Zuó, zuó, zuó,” he said. “Qí a me?”

He was addressing me, pretending to shovel food in his mouth.

“Qí le,” she said, but he was already up. The woman already had the watermelon. She slammed it on the table and brought a large blade down through it and then cut it into pieces, the largest and first for me, then their niece, then themselves.

“Qí qí qí,” he said, and we did.

We Qi’d.

*

I drew out the seeds with my tongue and rolled them around near my lips. The man noticed.

And pointed to the floor.

We spat our seeds as they spoke. The language a variant of Pu Tong Hua common to their hometown and common further to them. Clan upon clan forged in dialect. When we finished eating, the man’s arm stretched out over her, over her protests. I took the cigarette and he lit mine first, his second. We smoked. The three of them went on speaking.

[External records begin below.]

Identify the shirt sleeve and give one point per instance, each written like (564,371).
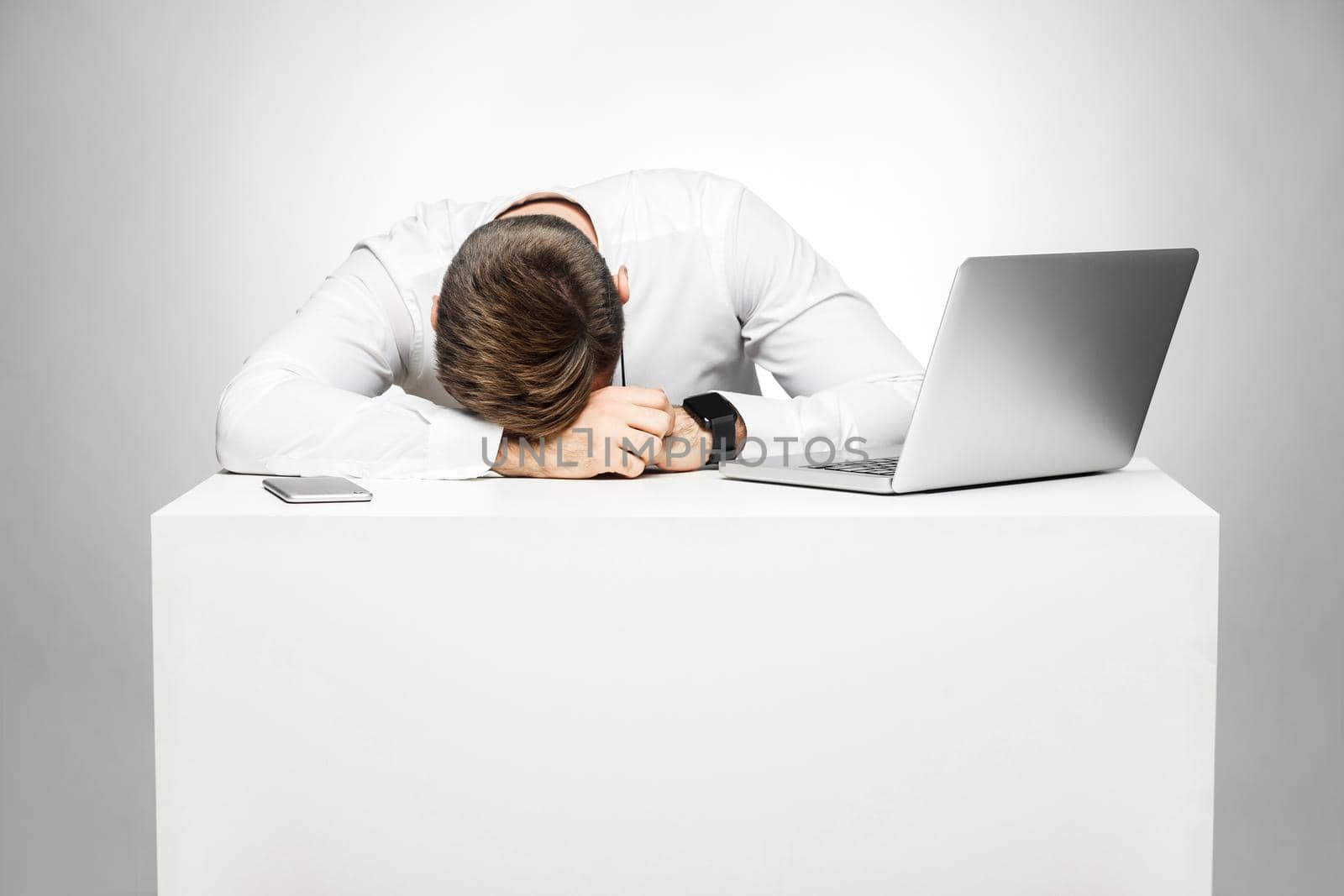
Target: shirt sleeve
(848,374)
(319,398)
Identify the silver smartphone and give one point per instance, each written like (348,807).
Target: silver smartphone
(315,490)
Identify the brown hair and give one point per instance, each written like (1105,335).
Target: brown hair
(528,318)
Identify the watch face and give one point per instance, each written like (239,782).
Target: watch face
(710,406)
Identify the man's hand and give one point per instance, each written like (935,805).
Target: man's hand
(622,430)
(687,446)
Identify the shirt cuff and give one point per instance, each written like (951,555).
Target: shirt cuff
(772,425)
(463,446)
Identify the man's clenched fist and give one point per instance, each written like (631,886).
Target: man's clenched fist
(622,430)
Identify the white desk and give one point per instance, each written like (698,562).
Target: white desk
(685,685)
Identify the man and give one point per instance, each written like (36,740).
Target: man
(515,360)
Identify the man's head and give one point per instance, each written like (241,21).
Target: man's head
(528,322)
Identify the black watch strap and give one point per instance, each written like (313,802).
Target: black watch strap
(717,416)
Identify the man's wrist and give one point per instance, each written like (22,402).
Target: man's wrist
(508,458)
(689,429)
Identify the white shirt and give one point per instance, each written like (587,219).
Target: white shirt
(719,284)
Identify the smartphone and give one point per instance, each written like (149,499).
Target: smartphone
(315,490)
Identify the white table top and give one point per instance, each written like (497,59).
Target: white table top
(1140,490)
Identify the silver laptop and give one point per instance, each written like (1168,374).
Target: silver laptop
(1043,365)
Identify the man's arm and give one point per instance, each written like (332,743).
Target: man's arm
(315,399)
(826,344)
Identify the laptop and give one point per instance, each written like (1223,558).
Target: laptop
(1043,365)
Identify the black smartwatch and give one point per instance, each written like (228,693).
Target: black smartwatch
(716,416)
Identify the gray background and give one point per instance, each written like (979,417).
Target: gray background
(176,181)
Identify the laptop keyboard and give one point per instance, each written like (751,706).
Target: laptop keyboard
(873,466)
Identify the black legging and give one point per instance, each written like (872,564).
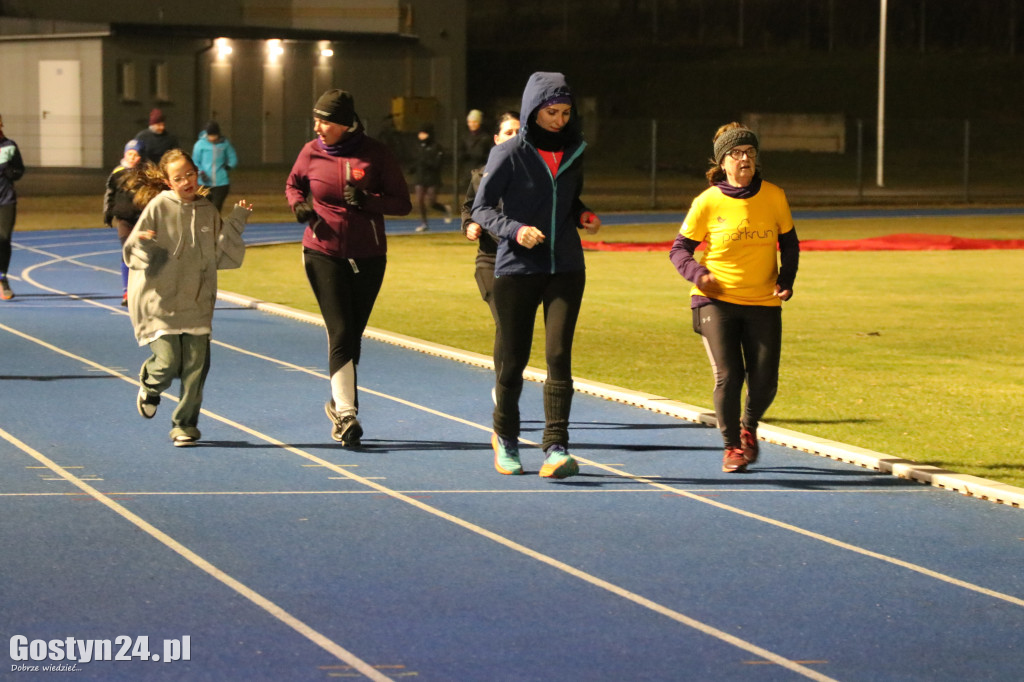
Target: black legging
(346,292)
(8,212)
(743,344)
(516,299)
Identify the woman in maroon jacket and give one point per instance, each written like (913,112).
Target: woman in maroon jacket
(341,185)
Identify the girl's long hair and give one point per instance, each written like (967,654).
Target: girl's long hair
(146,180)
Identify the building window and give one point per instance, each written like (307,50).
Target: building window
(126,81)
(159,81)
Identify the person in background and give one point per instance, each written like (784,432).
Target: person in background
(120,210)
(738,289)
(215,157)
(427,175)
(156,139)
(476,142)
(529,200)
(341,185)
(508,128)
(11,170)
(174,252)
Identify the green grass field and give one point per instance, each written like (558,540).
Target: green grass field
(914,354)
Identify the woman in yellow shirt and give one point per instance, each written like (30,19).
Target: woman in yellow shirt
(738,288)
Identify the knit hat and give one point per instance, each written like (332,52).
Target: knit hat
(731,138)
(557,99)
(336,107)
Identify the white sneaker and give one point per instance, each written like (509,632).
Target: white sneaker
(145,403)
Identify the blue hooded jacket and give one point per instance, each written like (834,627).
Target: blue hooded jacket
(214,160)
(517,189)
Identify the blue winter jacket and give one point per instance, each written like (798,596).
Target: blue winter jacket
(518,189)
(214,160)
(11,169)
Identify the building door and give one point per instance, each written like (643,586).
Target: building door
(273,114)
(60,113)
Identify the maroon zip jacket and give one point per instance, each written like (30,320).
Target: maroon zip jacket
(320,175)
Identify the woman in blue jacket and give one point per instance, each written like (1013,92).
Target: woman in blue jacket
(214,156)
(11,169)
(529,200)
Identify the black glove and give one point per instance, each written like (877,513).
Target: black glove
(303,212)
(354,196)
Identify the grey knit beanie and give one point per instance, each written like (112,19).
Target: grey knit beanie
(731,138)
(337,107)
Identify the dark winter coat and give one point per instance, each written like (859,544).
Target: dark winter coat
(518,189)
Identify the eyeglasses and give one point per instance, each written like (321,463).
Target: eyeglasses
(736,155)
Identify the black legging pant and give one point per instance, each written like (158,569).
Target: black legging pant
(743,344)
(8,212)
(346,292)
(516,299)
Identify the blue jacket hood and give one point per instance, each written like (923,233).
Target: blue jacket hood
(541,87)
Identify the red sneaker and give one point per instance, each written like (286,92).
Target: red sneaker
(733,461)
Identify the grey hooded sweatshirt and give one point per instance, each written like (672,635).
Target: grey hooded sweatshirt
(172,279)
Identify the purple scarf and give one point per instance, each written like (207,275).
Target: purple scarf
(740,193)
(348,143)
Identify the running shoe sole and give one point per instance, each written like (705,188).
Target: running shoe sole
(498,453)
(563,469)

Outside, the man put his arm around my shoulder and said something I did not catch. My wife translated. He was apologizing. For what? He was apologizing for his home being dirty.

*

The men at the gate were no longer playing cards but kept on smoking and did not look at us. We crossed the street and walked up on to the bridge. The man hooked his arm with mine and when I sped up, he slowed me down. With each passing vehicle the bridge shook a little, sometimes a lot. We crossed the river and took the stairs back down into Wuchang, where the trams were just now pulling in.

I put one foot out into traffic and the man pulled me back. My wife’s aunt had her arm. Together, we stepped across, pausing for the cars and trucks to weave around us.

We got on the tram and took a seat near the side door and they both came to it and stood there watching us. When the engine started, my wife and her aunt and uncle exchanged goodbyes and when her uncle turned to me, he raised his hand and I raised mine.

“Bai bai!” he shouted with a smile.

I returned it and waved and as we pulled out, I turned back and waved again. I settled in my seat, the window open. People got on the bus. The buildings were growing taller. Lights flashed for hotels, for bars, for restaurants, and I leaned my head near the window, his words faded as a horn sounded, echoed, filled my ears and the background well they share and a bus pulled out in front of us, choking up black smoke as it went.